Les automobilistes menacés

Les déclarations de Kay Axhausen, qui dirige le groupe de recherche sur les transports à l’EPF de Zurich et conseille notamment la ville dans le cadre de l’expérience de suppression des voies de la Bellerivestrasse, montrent d’où vient le vent: «Le changement climatique nous oblige à repenser fondamentalement les villes», a-t-il déclaré au «Tages Anzeiger». Selon lui, le principe doit être le suivant: «Moins de voitures, plus de transports publics, de vélos et plus de marche à pied.» Axhausen sait que si les routes sont si encombrées – et pas seulement dans les villes – c’est parce que la population augmente fortement. Mais pour lui, pas question de développer l’infrastructure routière en conséquence. Il parle même implicitement de mesures coercitives à l’encontre des automobilistes: «Un passage volontaire de la voiture à davantage de transports publics ne fonctionnera guère (…).» Lui-même ne sera pas touché par une éventuelle contrainte: selon le «Tagi», le professeur, qui habite près de son lieu de travail dans le très noble «Kreis 7», ne possède pas de voiture. Question: quel esprit vilain pourrait imaginer que c’est un végétarien qui va dicter leur conduite aux mangeurs de viande, alias les automobilistes? 

Kay Axhausen dirige le groupe de recherche sur les transports à l’EPF de Zurich.

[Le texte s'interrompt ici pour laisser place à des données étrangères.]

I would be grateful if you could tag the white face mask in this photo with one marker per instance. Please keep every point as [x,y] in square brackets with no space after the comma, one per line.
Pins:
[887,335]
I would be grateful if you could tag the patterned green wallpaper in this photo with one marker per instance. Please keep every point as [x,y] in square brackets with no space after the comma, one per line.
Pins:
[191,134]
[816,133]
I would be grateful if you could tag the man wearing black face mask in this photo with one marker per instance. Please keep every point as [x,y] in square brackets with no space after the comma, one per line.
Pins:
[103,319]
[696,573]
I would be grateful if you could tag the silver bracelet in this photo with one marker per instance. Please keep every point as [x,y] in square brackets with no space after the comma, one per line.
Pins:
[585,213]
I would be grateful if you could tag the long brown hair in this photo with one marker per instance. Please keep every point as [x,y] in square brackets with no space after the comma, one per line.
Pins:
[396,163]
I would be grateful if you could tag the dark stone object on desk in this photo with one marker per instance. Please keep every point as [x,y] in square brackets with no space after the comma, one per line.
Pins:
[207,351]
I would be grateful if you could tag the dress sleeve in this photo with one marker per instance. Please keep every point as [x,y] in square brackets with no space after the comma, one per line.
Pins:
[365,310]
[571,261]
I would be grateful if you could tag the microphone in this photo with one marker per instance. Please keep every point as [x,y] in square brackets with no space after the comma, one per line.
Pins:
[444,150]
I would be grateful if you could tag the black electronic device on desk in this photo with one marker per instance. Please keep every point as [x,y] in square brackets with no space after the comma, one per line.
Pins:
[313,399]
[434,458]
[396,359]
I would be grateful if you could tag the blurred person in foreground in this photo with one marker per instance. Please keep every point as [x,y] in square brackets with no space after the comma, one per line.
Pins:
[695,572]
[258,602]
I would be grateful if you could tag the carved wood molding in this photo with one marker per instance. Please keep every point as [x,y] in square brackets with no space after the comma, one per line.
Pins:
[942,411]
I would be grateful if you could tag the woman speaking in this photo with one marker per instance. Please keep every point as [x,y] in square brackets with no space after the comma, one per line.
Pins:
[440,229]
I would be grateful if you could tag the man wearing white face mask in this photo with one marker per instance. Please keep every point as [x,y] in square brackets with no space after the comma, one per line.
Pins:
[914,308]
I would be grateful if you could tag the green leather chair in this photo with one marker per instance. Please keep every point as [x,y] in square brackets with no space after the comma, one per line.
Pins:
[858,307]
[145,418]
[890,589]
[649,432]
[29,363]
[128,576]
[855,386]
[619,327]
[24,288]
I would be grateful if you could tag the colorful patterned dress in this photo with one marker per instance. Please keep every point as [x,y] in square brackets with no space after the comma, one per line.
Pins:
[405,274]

Conclusion: pour les automobilistes, la situation devient effectivement de plus en plus inconfortable. Et les plus grosses interventions sont encore à venir. Ne serait-il pas opportun et correct que les cyclistes, qui sont choyés et qui obtiennent toujours plus d’espace au détriment des automobilistes, passent aux aussi à la caisse? Pour l’heure, les villes ne veulent pas en entendre parler. «L’introduction éventuelle de taxes de circulation pour les vélos et les piétons ne relève pas de la compétence de la Ville», explique-t-on à Zurich. «Berne ne discute pas de telles taxes», affirme la ville fédérale. Lucerne ne prévoit pas plus de taxer la mobilité douce selon le principe du pollueur-payeur. Il en va de même à Bâle, pour des raisons politiques: «Nous souhaitons promouvoir le vélo, les transports publics et la marche à pied et non les rendre moins attrayants en les taxant», explique-t-on.